Four years later, the president has ditched Congress and is resorting to his executive authority under the Clean Air Act to initiate a cap and trade system for CO2 that reportedly will demand a 30% drop in emissions from 2005 levels from the country's existing power plants. There are lots of potential land mines in this approach – if it can survive the gauntlet of legal challenges form industry. And if it does?
"It's going to be like eating spaghetti with a spoon. It can be done, but it's going to be messy and slow," said Michael Gerrard, director of the Center for Climate Change Law at Columbia University.
As for Big Green, it's discovered that DC lobbyists and think tank policy analysts do not a movement make. Prompted by their own failure, a soul-searching New Yorker article in 2013 questioning the wisdom of a corporate-like top down approach, as well as new groups that were filling the vacuum of leadership – like the more radical and highly decentralized Keystone campaigns, a change in perspective begin to occur.

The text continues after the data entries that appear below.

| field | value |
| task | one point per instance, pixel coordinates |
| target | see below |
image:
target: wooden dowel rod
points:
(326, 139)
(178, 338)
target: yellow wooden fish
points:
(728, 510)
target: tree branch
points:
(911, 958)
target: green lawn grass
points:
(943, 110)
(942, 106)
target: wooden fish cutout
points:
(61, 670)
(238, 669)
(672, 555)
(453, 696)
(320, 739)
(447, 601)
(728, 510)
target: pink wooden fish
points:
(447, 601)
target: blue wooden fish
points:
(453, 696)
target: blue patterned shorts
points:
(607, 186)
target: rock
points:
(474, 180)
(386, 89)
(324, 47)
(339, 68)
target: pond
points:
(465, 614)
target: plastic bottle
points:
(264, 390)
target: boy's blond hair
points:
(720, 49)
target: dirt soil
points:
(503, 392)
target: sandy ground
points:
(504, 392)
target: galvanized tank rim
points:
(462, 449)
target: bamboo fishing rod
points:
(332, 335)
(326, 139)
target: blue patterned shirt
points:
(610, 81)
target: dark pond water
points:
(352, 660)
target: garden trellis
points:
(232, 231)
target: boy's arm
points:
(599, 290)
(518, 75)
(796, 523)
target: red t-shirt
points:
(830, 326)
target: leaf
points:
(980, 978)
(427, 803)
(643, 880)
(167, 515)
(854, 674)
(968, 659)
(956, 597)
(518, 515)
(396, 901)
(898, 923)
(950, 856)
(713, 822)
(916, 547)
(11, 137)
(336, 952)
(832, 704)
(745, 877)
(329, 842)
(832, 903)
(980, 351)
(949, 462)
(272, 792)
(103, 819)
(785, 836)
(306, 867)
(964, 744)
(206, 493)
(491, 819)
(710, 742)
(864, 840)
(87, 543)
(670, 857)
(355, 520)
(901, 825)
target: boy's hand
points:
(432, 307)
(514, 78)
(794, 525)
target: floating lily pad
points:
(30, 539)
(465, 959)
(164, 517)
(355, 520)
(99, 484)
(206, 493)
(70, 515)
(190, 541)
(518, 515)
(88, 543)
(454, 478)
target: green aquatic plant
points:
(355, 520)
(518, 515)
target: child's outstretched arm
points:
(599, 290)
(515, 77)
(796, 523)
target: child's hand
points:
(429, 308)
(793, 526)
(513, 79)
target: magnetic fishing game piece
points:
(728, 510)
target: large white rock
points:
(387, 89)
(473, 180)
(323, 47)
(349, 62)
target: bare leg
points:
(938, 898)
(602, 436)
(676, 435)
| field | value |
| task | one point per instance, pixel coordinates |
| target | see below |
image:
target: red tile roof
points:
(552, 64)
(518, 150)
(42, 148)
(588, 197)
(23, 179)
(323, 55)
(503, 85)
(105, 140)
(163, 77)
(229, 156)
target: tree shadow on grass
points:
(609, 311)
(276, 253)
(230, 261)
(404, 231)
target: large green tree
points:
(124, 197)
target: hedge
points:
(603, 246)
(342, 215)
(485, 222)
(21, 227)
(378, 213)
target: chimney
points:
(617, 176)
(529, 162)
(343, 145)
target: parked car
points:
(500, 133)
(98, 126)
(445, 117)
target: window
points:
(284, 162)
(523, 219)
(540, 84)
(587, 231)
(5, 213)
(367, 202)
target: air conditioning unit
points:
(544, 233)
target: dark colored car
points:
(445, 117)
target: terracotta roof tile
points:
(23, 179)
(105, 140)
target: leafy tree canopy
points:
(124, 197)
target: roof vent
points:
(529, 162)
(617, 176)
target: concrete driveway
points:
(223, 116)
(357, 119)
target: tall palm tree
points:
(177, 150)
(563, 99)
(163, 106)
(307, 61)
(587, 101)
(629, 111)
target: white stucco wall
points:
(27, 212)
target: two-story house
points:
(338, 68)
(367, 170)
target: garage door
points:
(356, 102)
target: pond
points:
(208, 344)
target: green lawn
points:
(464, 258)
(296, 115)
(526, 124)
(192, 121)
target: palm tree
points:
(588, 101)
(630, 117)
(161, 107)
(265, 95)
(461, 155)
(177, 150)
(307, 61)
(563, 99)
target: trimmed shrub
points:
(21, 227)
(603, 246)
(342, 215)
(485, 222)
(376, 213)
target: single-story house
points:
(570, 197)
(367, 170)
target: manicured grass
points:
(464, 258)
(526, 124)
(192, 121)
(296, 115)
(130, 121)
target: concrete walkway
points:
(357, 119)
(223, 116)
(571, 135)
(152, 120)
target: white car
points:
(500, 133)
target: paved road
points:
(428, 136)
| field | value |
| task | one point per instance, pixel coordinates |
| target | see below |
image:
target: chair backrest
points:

“The national environmental groups said, ‘We need to do more in-your-face activism,’ ” said Gene Karpinski, the president of the League of Conservation Voters. “You can’t just lobby members of Congress with a poll that says people support you.”
As a result the big groups have re-tooled to catch-up. They're now sponsoring more direct actions, including divestment campaigns at universities, and public protests, as well as spending big bucks in targeted state elections. They're decamping from the Capitol and spreading out their resources. In doing so, they're building new organizing models for themselves, models that take cue from smaller, more dynamic, more effective grassroots groups. It's a change for the better.